ELSE IFS

Motivation

Nearly every student of programming languages encounters the so-called dangling else problem. That is, the code

if e1 then if e2 then s1 else s2

can seem to mean one of two possible things:

danglingelse.png

Similar ambiguities occur with statements like

if e1 then while e2 do if e3 then s1 else s2

This problem arises in languages with (ambiguous) grammars like Pascal's:

STMT      -> ASSIGNMENT | IFSTMT | WHILESTMT | BLOCK | ...
IFSTMT    -> 'if' EXP 'then' STMT ('else' STMT)?
WHILESTMT -> 'while' EXP 'do' STMT
BLOCK     -> 'begin' STMT* 'end'

or C's:

STMT      -> ASSIGNMENT | IFSTMT | WHILESTMT | BLOCK | ...
IFSTMT    -> 'if' '(' EXP ')' STMT ('else' STMT)?
WHILESTMT -> 'while' '(' EXP ')' STMT
BLOCK     -> '{' STMT* '}'

There are many ways to deal with this problem, but most lead to rather unsatisfactory ways to handle the true multi-way conditional, We want a design that has no dangling else problems and allows — no, requires — a nice multiway conditional statement.

Existing Solutions

Here are seven existing approaches:

1) Resolve with a semantic rule

In Pascal and C, the syntax is ambiguous, but a semantic rule says that dangling elses match the closest if, regardless of indentation! (This can be very confusing to beginners.) So,

(* Without blocks, 'else'
tied to second 'if' *)
if cond1 then
    if cond2 then
        stmt1
else (* Goes w/ cond2 *)
    stmt2
(* MUST use block to tie
'else' to first 'if' *)
if cond1 then begin
    if cond2 then
        stmt1
end else (* Goes w/ cond1 *)
    stmt2

Purists will probably hate how this solution relies on a semantic rule to handle something so inherently structural!

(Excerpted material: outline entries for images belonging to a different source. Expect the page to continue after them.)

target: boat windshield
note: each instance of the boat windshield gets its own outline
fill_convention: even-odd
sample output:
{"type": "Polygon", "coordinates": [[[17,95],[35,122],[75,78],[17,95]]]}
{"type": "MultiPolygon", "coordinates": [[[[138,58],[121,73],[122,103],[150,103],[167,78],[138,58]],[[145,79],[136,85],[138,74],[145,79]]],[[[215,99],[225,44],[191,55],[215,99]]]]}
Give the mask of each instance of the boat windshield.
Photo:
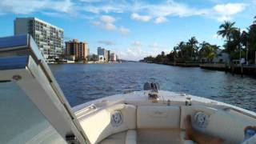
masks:
{"type": "Polygon", "coordinates": [[[66,143],[14,82],[0,82],[2,143],[66,143]]]}

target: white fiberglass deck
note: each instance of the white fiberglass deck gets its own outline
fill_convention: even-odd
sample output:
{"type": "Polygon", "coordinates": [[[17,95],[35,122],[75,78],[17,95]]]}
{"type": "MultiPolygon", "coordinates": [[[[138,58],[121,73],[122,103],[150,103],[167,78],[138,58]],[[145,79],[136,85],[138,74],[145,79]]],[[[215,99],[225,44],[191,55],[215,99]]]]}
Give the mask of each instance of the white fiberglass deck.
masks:
{"type": "MultiPolygon", "coordinates": [[[[160,90],[158,102],[148,99],[147,91],[118,94],[92,101],[73,110],[91,143],[184,143],[184,118],[198,112],[207,116],[206,127],[194,127],[240,143],[244,128],[255,126],[255,114],[207,98],[160,90]],[[191,106],[187,105],[187,102],[191,106]],[[114,126],[113,114],[122,114],[114,126]]],[[[193,143],[193,142],[192,142],[193,143]]]]}

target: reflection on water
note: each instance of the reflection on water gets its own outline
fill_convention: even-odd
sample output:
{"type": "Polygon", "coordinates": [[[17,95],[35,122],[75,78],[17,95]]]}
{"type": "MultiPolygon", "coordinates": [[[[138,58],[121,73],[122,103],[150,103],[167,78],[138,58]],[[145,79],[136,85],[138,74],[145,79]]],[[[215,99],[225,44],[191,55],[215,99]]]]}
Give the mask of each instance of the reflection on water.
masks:
{"type": "Polygon", "coordinates": [[[210,98],[256,111],[256,79],[200,68],[147,63],[65,64],[50,68],[71,106],[93,99],[142,90],[159,82],[161,89],[210,98]]]}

Anyway, let's see how multiway conditionals look:

if cond1 then
    stmt1
else if cond2 then
    stmt2
else if cond3 then
    stmt3
else if cond4 then
    stmt4
else
    stmt5
 
if cond1 then begin
    stmts1
end else if cond2 then begin
    stmts2
end else if cond3 then begin
    stmts3
end else if cond4 then begin
    stmts4
end else begin
    stmts5
end

Kind of ugly. But it can be a lot worse: programmers often mix up their conditional arms by sometimes using blocks and sometimes not, and get the ugly code they deserve. The worst part of the dangling else syntax is that there seem to be hundreds of different ways to format multiway if statements. Take a look at some old Pascal textbooks if you want to be grossed out.

2) Complicate the grammar to remove the ambiguity

With a lot of effort ... TODO

This grammar is no longer ambiguous, and every 'else' is automatically connected to the nearest 'if'. But it does nothing to prevent the confusion arising from misindented code. Java uses this approach.

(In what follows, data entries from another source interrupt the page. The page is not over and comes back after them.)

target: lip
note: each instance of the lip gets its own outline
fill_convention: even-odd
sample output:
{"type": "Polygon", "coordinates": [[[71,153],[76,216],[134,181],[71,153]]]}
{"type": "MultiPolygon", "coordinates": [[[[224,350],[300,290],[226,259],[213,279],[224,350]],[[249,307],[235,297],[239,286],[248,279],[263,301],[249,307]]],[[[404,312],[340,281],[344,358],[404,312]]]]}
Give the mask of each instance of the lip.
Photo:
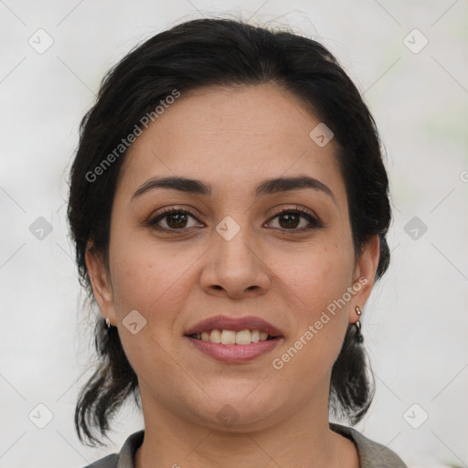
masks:
{"type": "MultiPolygon", "coordinates": [[[[262,318],[255,316],[229,317],[227,315],[216,315],[202,320],[189,328],[185,335],[197,335],[214,329],[232,330],[234,332],[240,332],[241,330],[259,330],[260,332],[268,333],[271,336],[282,337],[281,330],[262,318]]],[[[229,346],[229,345],[222,346],[229,346]]],[[[250,345],[242,346],[249,346],[250,345]]]]}
{"type": "Polygon", "coordinates": [[[259,341],[250,345],[221,345],[220,343],[198,340],[191,336],[185,336],[185,338],[205,355],[218,361],[229,364],[241,364],[252,361],[272,351],[284,339],[282,336],[277,336],[271,340],[259,341]]]}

3) Require the 'else' part

If there always has to be an else part, there is never any ambiguity, but you'll have funny looking code whether your empty statement is blank or a special null keyword.

if cond1 then
    if cond2 then
        stmt1
    else
        null
else
    stmt2
if cond1 then
    if cond2 then
        stmt1
    else
        stmt2
else
    null

Not pretty. It works, though, even if the while statement (and other compound statements) aren't fully bracketed, for example:

if e1 then while e2 do if e3 then s1 else null else s2

if e1 then while e2 do if e3 then s1 else s2 else null

4) Require bracketing

Ultimately, languages that have compound statements where the bodies are "trailing statements" leave too many formatting choices and look ugly and unbalanced to many people. Defining a language's syntax to require bracketed compound statements is a Good Thing for that reason, and as a bonus it removes the dangling else problem completely. The idea is that a block should not be a kind of statement, and that all compound statements use blocks for bodies, never simple statements! This grammar fragment:

STMT      -> ASSIGNMENT | IFSTMT | WHILESTMT | ...
IFSTMT    -> 'if' '(' EXP ')' BLOCK ('else' BLOCK)?
WHILESTMT -> 'while' '(' EXP ')' BLOCK
BLOCK     -> '{' STMT* '}'

yields code like

if (cond1) {
    if (cond2) {
        stmts1
    } else {
        stmts2
    }
}
if (cond1) {
    if (cond2) {
        stmts1
    }
} else {
    stmts2
}

."Bracketing" can also be done with just a terminating 'end' instead of curly braces or begin-end pairs:

STMT      -> ASSIGNMENT | IFSTMT | WHILESTMT | ...
IFSTMT    -> 'if' EXP 'then' STMT+ ('else' STMT+)? end
WHILESTMT -> 'while' EXP 'do' STMT+ 'end'

yielding rather clean code like this:

if cond1 then
    if cond2 then
        stmts1
    else
        stmts2
    end
end
if cond1 then
    if cond2 then
        stmts1
    end
else
    stmts2
end

But, wait, if we really require bracketing, won't that make multiway conditionals ugly? Either you start indenting too much or you get a bunch of "}"s (or ENDs) at the end. Like this, right?

if cond1 {
    stmts1
} else {
    if cond2 {
        stmts2
    } else {
        if cond3 {
            stmts3
        } else {
            if cond 4 {
                stmts4
            } else {
                stmts5
            }
        }
    }
}
if cond1 {
    stmts1
} else { if cond2 {
    stmts2
} else { if cond3 {
    stmts3
} else { if cond4 {
    stmts4
} else {
    stmts5
}}}}

5) Make indentation matter

In Python, there is no dangling else problem since the indentation makes things clear:

if cond1:
    if cond2:
        stmts1
    else
        stmts2
if cond1:
    if cond2:
        stmts1
else
    stmts2

But, in general, required indentation might lead to funny looking code in multiway conditionals:

if cond1:
    stmts1
else:
    if cond2:
        stmts2
    else
        if cond3:
            stmts3
        else
            if cond4:
                stmts4
            else
                stmts5

While the code above is legal Python, real Python programmers use the next solution....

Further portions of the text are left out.